Execution Management
The core of the library is the next function. Let’s walk through each main part of it.
Counters and return values are used to determine what should run next. The counter is used by parallel and group. These values are set up when next is called:
// Define the main callback that's given as `this` to the steps.
function next() {
counter = pending = 0;
The array of functions passed to Step is executed in order by calling shift on the array. If there are no steps, then any errors are thrown, else execution is complete:
// Check if there are no steps left
if (steps.length === 0) {
// Throw uncaught errors
if (arguments[0]) {
throw arguments[0];
}
return;
}
// Get the next step to execute
var fn = steps.shift();
results = [];
Each “step” is called using apply so this in the supplied functions will be next:
// Run the step in a try..catch block so exceptions don't get out of hand.
try {
lock = true;
var result = fn.apply(next, arguments);
} catch (e) {
// Pass any exceptions on through the next callback
next(e);
}
Errors are caught and passed to the next step.

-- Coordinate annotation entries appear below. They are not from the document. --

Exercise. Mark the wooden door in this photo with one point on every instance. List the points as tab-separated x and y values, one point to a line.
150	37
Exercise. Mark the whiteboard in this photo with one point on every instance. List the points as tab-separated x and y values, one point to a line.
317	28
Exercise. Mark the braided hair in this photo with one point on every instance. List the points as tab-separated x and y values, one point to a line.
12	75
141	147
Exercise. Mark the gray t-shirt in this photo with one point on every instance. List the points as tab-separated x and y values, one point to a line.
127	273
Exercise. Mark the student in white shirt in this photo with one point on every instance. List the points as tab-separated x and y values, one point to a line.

The lock variable is used by the parallel and grouping functionality. The return value of the passed-in step function is saved. Next the return value will be used to determine if a synchronous return has been used, and if so next is called again with the result:
if (counter > 0 && pending == 0) {
// If parallel() was called, and all parallel branches executed
// syncronously, go on to the next step immediately.

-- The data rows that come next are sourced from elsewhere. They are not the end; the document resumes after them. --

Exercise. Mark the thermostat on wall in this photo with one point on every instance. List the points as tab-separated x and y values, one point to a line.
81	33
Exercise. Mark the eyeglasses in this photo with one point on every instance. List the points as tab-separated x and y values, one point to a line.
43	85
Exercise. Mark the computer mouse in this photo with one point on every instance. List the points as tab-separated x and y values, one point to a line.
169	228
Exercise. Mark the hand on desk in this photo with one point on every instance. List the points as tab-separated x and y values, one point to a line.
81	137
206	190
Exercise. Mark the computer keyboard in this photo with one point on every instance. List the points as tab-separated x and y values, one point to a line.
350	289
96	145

next.apply(null, results);
} else if (result !== undefined) {
// If a syncronous return is used, pass it to the callback
next(undefined, result);
}
lock = false;
Parallel Execution
The parallel method returns a function that wraps around callbacks to maintain counters, and execute the next step. An array of results is used to capture the return values of parallel functions:
next.parallel = function () {
var index = 1 + counter++;
pending++;
return function () {
pending--;
// Compress the error from any result to the first argument
if (arguments[0]) {
results[0] = arguments[0];
}
// Send the other results as arguments
results[index] = arguments[1];
if (!lock && pending === 0) {
// When all parallel branches done, call the callback
next.apply(null, results);
}
};
};
Bonus: Step.fn
I also found the undocumented Step.fn method that creates function factories out of step calls. It’s used like this:
var myfn = Step.fn(
function (name) {
fs.readFile(name, 'utf8', this);
},
function capitalize(err, text) {
if (err) throw err;
return text.toUpperCase();
}
);
var selfText = fs.readFileSync(__filename, 'utf8');
expect('result');
myfn(__filename, function (err, result) {
fulfill('result');
if (err) throw err;
assert.equal(selfText.toUpperCase(), result, "It should work");
});
This is from Tim’s tests.
Testing
The tests are written using the basic CommonJS assert module, with an expect function defined in test/helper.js.
The expect function is used to define an expectation that must be satisfied by calling fulfill with the expected values. The unit tests set up these expectations at the top level, then satisfy them within potentially asynchronous callbacks.
For example:
expect('one');
expect('two');
Step(
// Loads two files in parallel
function loadStuff() {
fulfill('one');
Conclusion
Step’s actually been around for a while, but Tim has been actively working on it. It’s a small library but solves a common problem found when writing heavily asynchronous Node apps. Over 35 libraries depend on Step according to NPM, which goes to show how popular it is.